New rules introduced by the Flemish government will make it harder for the most vulnerable people to gain access to social housing, tenant groups say.
According to the Flemish Tenants’ Platform and the Network Against Poverty, last year there were 170,000 people on the waiting list for a social rental – a property, usually an apartment, made available by the local council for a low rent to low-income tenants.
But at the same time, the number of municipal properties available for rent was only 165,000, fewer than the number of applicants.
Social renting platforms were able to source another 11,000 apartments on the private rental market for social rents, but the criteria for renting those are different and the numbers still did not match up.

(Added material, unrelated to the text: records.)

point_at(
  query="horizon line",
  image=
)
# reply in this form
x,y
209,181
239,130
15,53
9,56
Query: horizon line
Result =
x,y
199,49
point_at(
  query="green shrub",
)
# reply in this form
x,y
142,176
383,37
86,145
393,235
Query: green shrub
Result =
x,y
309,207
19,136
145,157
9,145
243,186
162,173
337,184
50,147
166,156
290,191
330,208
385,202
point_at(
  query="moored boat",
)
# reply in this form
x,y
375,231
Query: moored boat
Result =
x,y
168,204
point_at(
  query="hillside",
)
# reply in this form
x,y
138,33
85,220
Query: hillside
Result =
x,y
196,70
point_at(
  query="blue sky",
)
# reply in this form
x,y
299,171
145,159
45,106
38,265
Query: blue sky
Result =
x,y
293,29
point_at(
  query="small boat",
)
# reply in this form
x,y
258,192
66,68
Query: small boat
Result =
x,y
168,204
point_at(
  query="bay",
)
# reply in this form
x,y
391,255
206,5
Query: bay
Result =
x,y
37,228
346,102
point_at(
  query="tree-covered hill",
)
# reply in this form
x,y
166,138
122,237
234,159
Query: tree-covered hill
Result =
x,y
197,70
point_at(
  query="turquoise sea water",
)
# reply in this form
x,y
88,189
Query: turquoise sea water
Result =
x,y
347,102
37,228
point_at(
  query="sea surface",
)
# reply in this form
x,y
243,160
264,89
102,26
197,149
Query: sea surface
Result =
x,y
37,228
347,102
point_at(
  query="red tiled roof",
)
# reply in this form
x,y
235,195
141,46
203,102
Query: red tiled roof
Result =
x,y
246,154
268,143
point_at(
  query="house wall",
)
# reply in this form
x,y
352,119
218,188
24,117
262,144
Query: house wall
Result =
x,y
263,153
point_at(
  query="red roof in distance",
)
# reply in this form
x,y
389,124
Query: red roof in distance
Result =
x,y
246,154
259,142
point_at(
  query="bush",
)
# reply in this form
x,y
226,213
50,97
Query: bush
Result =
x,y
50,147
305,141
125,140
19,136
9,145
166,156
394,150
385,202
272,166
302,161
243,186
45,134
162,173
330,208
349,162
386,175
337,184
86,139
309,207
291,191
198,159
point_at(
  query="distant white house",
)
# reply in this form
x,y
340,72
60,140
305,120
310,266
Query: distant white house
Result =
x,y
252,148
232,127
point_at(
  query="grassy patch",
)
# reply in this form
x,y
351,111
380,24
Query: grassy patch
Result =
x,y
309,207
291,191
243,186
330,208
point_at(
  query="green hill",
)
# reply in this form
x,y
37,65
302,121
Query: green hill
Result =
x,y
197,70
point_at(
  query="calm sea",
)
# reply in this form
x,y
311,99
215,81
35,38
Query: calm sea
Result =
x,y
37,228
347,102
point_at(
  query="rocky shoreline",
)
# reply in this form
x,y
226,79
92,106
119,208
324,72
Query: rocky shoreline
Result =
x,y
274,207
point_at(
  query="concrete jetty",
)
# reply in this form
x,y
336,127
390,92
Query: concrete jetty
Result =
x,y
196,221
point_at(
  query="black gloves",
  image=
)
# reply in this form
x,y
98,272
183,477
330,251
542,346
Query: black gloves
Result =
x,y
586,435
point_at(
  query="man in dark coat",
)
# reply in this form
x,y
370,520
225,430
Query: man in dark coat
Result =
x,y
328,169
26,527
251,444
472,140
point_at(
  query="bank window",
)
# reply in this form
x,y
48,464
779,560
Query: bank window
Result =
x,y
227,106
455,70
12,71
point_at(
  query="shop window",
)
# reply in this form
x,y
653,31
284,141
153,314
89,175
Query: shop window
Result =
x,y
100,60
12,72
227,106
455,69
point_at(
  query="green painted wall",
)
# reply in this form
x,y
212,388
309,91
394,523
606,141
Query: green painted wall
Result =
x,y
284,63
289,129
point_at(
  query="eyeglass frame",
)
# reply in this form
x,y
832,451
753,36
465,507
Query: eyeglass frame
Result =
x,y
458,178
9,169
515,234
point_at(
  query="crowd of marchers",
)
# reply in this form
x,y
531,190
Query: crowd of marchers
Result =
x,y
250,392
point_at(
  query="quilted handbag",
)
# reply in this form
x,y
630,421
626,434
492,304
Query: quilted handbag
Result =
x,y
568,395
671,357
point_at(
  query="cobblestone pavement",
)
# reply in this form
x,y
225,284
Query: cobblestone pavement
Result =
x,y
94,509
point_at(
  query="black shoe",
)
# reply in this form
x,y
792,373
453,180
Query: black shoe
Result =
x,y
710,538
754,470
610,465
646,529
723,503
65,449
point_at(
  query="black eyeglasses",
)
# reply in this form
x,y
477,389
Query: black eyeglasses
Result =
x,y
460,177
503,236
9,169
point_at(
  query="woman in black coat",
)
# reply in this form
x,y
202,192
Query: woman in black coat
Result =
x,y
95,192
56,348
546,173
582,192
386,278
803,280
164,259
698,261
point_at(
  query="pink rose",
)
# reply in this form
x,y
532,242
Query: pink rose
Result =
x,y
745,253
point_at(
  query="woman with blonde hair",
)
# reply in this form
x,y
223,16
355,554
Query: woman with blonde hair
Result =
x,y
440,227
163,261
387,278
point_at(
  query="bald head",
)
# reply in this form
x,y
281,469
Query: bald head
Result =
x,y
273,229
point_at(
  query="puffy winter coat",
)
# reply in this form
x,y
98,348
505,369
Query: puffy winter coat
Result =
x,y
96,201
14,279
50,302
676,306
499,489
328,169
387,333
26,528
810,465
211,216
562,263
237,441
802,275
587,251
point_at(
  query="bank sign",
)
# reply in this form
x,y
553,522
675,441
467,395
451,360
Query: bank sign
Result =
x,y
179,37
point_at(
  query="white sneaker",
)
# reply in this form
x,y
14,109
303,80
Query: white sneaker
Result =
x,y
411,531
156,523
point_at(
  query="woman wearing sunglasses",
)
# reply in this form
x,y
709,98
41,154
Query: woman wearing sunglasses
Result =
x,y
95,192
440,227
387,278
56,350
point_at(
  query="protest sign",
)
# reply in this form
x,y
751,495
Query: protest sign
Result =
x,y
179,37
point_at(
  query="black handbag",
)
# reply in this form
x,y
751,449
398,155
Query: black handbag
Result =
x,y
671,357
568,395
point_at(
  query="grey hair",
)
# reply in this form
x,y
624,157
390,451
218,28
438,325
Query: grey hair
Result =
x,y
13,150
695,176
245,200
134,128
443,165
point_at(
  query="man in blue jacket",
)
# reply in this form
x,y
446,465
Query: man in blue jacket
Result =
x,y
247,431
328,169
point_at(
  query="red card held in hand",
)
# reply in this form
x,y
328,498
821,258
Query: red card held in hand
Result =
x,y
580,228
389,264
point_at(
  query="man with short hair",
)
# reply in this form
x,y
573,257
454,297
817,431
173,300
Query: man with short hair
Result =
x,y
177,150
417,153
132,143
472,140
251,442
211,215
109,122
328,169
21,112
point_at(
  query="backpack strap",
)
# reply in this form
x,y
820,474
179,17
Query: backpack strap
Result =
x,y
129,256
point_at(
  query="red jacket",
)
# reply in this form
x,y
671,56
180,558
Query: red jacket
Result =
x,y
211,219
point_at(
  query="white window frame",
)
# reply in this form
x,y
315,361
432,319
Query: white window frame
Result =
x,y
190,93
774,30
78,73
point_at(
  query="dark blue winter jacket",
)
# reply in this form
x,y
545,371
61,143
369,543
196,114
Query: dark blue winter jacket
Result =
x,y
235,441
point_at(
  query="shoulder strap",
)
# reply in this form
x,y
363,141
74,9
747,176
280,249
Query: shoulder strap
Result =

Just before summer this year, the Flemish government approved new allocation guidelines to come into effect in 2023. However, these rules will only affect how applicants can get on a waiting list and does nothing to help them obtain housing itself.
One of the changes affects what is called ‘local connection’. Until now, in most cases, local councils would require an applicant to have spent three of the last six years in the municipality where they are applying.
Under the new system of local connection, an applicant will have to have lived locally for a constant period of five of the last ten years.
“The most vulnerable often have what we call a dislocated housing history,” says Joy Verstichele of the Tenants’ Platform.
“They have to move more often, because of bad housing or psychosocial problems. In addition, you punish those who move for a job or to escape partner violence.”
The rule also disadvantages refugees, said Björn Mallants, director of the Flemish Association of Housing Societies.
“Their period of five years only starts from their recognition by authorities and they often do not immediately have a stable living situation afterwards.”
There are more conditions in the new rules: 50% of available homes should go to people on the waiting list; 30% go to target groups decided by the municipality; and only 20% are reserved for those in serious housing need.
“That way the most vulnerable are affected,” Verstichele told De Morgen.
Flemish minister for housing Matthias Diependaele (N-VA) dismissed the criticism as fishing for votes.
“Our intentions are clear,” he said. “We made the rules on social rent fairer and more equitable in order to strengthen support for social housing.”